20 de julho de 2016

A sociedade moderna e suas capas de invisibilidade

Era um sábado à noite, na praça do terminal de ônibus no bairro da Lapa, zona Oeste de São Paulo. Eu, juntamente com um grupo de jovens, fazia uma ação social de entrega de café com leite e pão francês com frios às pessoas em situação de rua do entorno. Coincidentemente, havia outro grupo realizando o mesmo trabalho porem entregando marmitex. Cumprimentamos-nos cordialmente e os questionamos os locais onde não haviam entregado. 
Seguimos nosso trajeto e, nos deparamos com um senhor descalço, com a carga dentaria prejudicada pelo tempo e circunstâncias e, carregando um saco com os seus pertences. Aproximamos-nos e perguntamos: O senhor aceita um lanche?  E, para nossa surpresa a resposta foi: Obrigado, eu já comi, mas ali na praça tem gente que não comeu. Levem para eles.
A generosidade do homem me fez refletir se realmente sabemos quem são esses indivíduos, os quais denominamos “moradores de rua”. É necessário irmos além de simplesmente e ocasionalmente sairmos do conforto dos nossos lares para caridosamente olhar para esse grupo social, que nos demais dias, normalmente, nos passam despercebidos no corre, corre do nosso dia a dia. Precisamos refletir sobre as diferentes representações que esses indivíduos podem adquirir em nossa sociedade, ampliando essa reflexão para comportamentos e tendências políticas, econômicas e sociais ou alternativas aos modos de vida da sociedade contemporânea.
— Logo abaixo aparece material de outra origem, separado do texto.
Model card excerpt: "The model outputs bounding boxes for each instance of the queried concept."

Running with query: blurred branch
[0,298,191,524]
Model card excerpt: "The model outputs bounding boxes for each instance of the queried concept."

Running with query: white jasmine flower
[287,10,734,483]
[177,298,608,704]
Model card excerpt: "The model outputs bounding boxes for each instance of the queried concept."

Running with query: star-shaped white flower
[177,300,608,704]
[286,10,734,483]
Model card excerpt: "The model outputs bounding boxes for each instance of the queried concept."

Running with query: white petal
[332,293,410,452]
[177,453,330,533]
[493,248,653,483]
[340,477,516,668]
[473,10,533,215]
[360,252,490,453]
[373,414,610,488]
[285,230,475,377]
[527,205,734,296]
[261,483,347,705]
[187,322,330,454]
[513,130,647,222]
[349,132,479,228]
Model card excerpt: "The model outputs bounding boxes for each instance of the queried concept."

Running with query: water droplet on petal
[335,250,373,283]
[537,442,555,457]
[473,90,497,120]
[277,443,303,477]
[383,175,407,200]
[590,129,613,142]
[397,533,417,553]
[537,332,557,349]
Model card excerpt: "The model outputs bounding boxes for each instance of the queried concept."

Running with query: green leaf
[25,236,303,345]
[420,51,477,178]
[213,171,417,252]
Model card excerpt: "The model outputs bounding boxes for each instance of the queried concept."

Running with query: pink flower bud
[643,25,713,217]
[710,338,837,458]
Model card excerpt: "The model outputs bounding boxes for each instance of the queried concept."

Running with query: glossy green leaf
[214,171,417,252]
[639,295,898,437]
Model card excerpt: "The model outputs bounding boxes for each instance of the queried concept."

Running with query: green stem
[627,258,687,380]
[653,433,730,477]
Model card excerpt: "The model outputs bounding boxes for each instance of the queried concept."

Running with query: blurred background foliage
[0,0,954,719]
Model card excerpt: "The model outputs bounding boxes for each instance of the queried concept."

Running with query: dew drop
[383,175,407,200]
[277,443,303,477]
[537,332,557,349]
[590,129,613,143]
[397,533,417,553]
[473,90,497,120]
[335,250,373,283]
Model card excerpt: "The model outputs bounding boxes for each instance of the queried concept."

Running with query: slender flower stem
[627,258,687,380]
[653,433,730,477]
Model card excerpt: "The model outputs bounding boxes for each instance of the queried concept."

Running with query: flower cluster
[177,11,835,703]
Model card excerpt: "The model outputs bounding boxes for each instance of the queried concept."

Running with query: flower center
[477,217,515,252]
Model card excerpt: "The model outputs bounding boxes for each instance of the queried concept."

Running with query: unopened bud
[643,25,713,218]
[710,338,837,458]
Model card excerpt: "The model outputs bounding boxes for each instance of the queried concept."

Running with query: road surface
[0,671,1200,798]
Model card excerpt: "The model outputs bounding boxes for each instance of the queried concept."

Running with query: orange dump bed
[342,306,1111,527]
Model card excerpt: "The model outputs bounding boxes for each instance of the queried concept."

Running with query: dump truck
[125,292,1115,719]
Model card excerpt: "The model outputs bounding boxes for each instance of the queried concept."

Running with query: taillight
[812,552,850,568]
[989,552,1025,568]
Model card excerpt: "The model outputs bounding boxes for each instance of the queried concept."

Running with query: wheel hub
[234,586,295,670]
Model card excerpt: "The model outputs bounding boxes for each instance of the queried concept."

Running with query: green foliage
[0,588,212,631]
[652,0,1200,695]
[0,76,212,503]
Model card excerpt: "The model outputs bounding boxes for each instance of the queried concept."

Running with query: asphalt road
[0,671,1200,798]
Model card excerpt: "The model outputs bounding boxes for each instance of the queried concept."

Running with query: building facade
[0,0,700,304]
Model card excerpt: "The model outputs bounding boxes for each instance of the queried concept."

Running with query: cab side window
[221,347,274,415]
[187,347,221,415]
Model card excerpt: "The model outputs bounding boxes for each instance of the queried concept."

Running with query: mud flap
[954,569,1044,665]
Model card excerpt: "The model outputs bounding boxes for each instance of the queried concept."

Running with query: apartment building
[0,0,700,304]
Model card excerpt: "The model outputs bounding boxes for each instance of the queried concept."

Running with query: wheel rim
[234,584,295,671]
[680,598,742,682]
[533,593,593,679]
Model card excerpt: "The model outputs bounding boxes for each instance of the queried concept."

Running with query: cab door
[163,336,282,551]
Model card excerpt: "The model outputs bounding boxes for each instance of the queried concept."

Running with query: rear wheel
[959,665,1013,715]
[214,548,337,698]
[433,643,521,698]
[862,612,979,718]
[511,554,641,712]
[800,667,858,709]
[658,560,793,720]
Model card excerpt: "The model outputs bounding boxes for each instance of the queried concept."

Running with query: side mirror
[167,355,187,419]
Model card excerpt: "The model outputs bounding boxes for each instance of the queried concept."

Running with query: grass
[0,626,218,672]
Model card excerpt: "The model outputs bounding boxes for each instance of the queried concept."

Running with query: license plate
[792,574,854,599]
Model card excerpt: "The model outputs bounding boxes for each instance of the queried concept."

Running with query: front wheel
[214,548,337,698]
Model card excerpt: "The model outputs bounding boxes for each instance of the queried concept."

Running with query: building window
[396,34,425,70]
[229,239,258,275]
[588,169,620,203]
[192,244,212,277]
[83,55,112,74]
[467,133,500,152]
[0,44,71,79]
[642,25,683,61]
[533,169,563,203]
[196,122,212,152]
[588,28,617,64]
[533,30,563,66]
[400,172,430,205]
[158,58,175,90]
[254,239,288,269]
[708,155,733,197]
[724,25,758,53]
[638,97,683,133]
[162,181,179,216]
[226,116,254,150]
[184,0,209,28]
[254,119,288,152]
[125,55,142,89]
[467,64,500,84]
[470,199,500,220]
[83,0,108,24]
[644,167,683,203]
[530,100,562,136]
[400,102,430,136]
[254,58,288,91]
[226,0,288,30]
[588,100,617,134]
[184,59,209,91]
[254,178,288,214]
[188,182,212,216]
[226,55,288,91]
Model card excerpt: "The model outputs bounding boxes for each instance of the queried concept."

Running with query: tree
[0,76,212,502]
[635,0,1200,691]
Podemos começar pelas representações ou rótulos utilizados tanto para classificar como diferenciar pessoas em situação de rua: indistinguíveis, marginais, vítimas, fora dos padrões de civilidade, carentes de atendimento pelos serviços públicos, pessoas que tem direitos e pessoas fora do mercado de trabalho. Algumas vezes ainda são tratados como pertencentes à classe trabalhadora, mas em condições de miséria extrema e diferenciados como abaixo dessa classe. Lembrando que o “mendigo” dos primórdios da modernidade, para Marx, era fruto de dois processos: expropriação e legislação, ou seja, os “mendigos” dos séculos XIV ao XVI eram ex-camponeses que perderam suas terras e migraram para as cidades e, então foram enquadrados em leis que regulavam suas condutas nesse novo meio social. As leis estabeleciam quem e quando podiam mendigar. Mas com o passar do tempo e mudanças ocorridas nas sociedades, particularmente a partir da década de 1980, as representações de quem seriam os “mendigos” começaram a mudar, passando as pessoas em situação de rua, por serem vítimas de maior incidência de leis e políticas, receberem o rótulo de mendigos e passam a serem punidas pela sua presença e atitude. Sendo também associados à criminalidade. Porém, estudos sociais, estatisticamente vem demonstrando que a criminalidade cometida por pessoas em situação de rua é muito menor do que por não-moradores. Estes, normalmente, são vítimas da condição de sem teto e da omissão do Estado que deveria garantir o direito constitucional a um abrigo.
Por outro lado, a situação também é paradoxal, pois, a população expressa que, por um lado são necessárias políticas de assistência social aos “miseráveis” e, ao mesmo tempo, há preconceito em relação às pessoas em situação de rua. Estes, para a sociedade, vestem capas que os tornam invisíveis. Sim, aquela mesma presente na saga Harry Potter que torna seu usuário completamente invisível e dura para todo o sempre, ocultando-o de forma constante e impenetrável desde que o vento não a carregue ou o indivíduo não se denuncie fazendo algum barulho, exemplificado nesse texto por algum comportamento ou atitude considerados fora dos padrões, praticados por aqueles indivíduos que compõem o segmento invisível em nossa sociedade.
Continuemos sim a distribuir lanches e cobertores, principalmente nos meses de intenso frio, pois é importante sermos solidários e fraternos, porém, precisamos sair da zona de conforto da nossa ingenuidade romântica e ampliarmos nossa reflexão a respeito de quem são os “mendigos” da atualidade e porque se constituem como tal. E quais serão as questões socioambientais que compõem essa problemática, bem como de que forma podemos contribuir para que a necessidade de se distribuir lanches e cobertores a esses indivíduos diminua, ao invés de aumentar, conforme alguns estudos vem apontando.
Larissa Jurado
Referencias
JUSTO, Marcelo Gomes. Vida nas ruas de São Paulo e alternativas possíveis – Um enfoque sócio ambiental; 2006.